Jello Biafra and the Guantanamo School of Medicine: The Audacity of Hype

Was it too much to expect an updated version of the revolutionary rhetoric?

Jello Biafra and the Guantanamo School of Medicine

The Audacity of Hype

Contributors: Jello Biafra, Ralph Spight, Kimo Ball, Jon Weiss, Billy Gould
Label: Alternative Tentacles
UK Release Date: 2009-10-26
US Release Date: 2009-10-20
Artist Website

The Audacity of Hype has a secret track. This in and of itself is not noteworthy, given that secret tracks stopped carrying even a modicum of novelty value sometime around 1990, but the secret track on Jello Biafra and friends' first release is telling, in that it's just a little too emblematic of the rest of the album for comfort. At first, it sounds like plain old chaos, a whole bunch of yelling and instruments playing random patterns resulting in white noise, but as some of the sounds cut out, the listener realizes that it's something else entirely -- it's every track on the album played simultaneously.

Somehow, this approach feels at least as satisfying as listening to each track simultaneously. At least the art-noise approach of composing songs and playing them all at the same time results in an interpretable statement; perhaps that all modern protest eventually equates to white noise in the hands of the media, or something similarly well-intentioned (if utterly unlistenable).

What we have instead is a nine-track album of Jello doing what Jello does, yelling about corrupt politicians and bankers, and pharmaceutical companies and whatnot, lengthening a schtick that at one point felt revolutionary and, dare I say, dangerous, a schtick that feels painfully predictable in 2009. Despite his propensity to try to shock, Biafra seems to have lost an awful lot of the sense of humor that allowed his political venom to resonate so effectively with the disillusioned youth of the early '80s. Instead, his sentiments feel oddly curmudgeonly in this, another era primed for an artist who's ready to embody the distrust and disgust that so many feel for the government. Biafra's just yelling about whatever's bothering him, and when he's done yelling about one thing, he moves on to yelling about something else, with no particular solution or cohesive point of view (besides that of outrage) in sight.

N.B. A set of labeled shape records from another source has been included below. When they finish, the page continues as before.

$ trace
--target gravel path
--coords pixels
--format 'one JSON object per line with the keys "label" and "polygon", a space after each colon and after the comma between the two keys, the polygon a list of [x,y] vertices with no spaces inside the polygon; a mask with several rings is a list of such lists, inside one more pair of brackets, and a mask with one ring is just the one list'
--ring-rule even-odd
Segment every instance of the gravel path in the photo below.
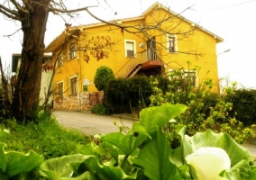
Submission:
{"label": "gravel path", "polygon": [[118,126],[122,125],[123,122],[123,125],[129,128],[132,127],[133,122],[132,118],[96,115],[85,112],[57,111],[53,114],[63,127],[77,129],[85,135],[107,134],[119,131],[118,127],[114,124],[114,122],[116,122]]}
{"label": "gravel path", "polygon": [[[96,115],[88,112],[56,111],[53,112],[60,125],[69,129],[77,129],[85,135],[95,135],[98,133],[107,134],[119,131],[118,127],[114,125],[116,122],[118,126],[123,125],[131,128],[133,120],[129,117],[117,115]],[[122,123],[121,123],[122,122]],[[256,146],[254,144],[243,144],[252,157],[256,157]]]}

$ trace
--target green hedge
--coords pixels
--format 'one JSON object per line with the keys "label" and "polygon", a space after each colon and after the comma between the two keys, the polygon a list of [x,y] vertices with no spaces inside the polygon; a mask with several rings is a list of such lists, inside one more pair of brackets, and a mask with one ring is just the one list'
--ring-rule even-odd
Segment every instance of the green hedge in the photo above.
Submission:
{"label": "green hedge", "polygon": [[112,80],[106,86],[105,100],[113,112],[131,112],[150,104],[149,97],[152,94],[150,78],[134,76]]}
{"label": "green hedge", "polygon": [[228,99],[233,103],[230,116],[235,115],[236,119],[245,125],[256,123],[256,90],[239,89]]}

The mere title of the album is a pointed shot at our sitting president. The artwork, actually done by the same guy responsible for the famous Obama "HOPE" poster, looks like a call to arms of sorts -- as if it's imploring us not to fall for the celebrity, to hold our current president to the same standards we supposedly wished the previous one would live up to.

And yet, so many of his arguments and attacks feel so dated as to make one wonder what era they were written for, anyway.

"Clean as a Thistle" feels oddly Clinton-era with its attacks on politicians who are getting a little something on the side, and then its counterattacks on the politicians who hypocritically turn up their nose at such behavior. "Killing millions / Ain't impeachable / Like wayward weenie moistening / That's why I love it," Jello screams, and while you can bop along to it as readily as you could any Dead Kennedys track, you're left to wonder why we're still screaming about infidelity being an impeachable offense. Later on in the album is a screed against consumerism called "Strength Thru Shopping", which contains lyrics like "Obey the call of the consumer / Give me convenience / Or give me death / Before I choke on myself!" While it can certainly be argued that these are words valid in any era, they certainly seem targeted at an '80s-style attitude of prosperity and excess, rather than the lean times we're currently facing.

Even when his arguments don't seem outdated, they seem awfully generic. The depth of tracks like "Pets Eat their Master" and "Panic Land" barely go beyond their titles, and they seem to center on concepts identified primarily with a Republican administration too eager to use scare tactics and flaunt dollar bills when necessary. Rather than a comment on the "hype" of the current administration, we're hearing so many of the same complaints that we've already been hearing for the last nine years. Was it too much to expect an updated version of the revolutionary rhetoric?

As such, while it's easy to believe Jello's concluding mantra of "I Won't Give Up", it's all too easy to also feel sorry for the guy. His heart's in the right place, but his head's in a place that, perhaps, we may never have heard it before: behind the times. The Audacity of Hype is a pleasantly aggressive throwback for those who miss the halcyon days when Jello Biafra fronted the Dead Kennedys, but as anything more than cheap nostalgia, it fails spectacularly.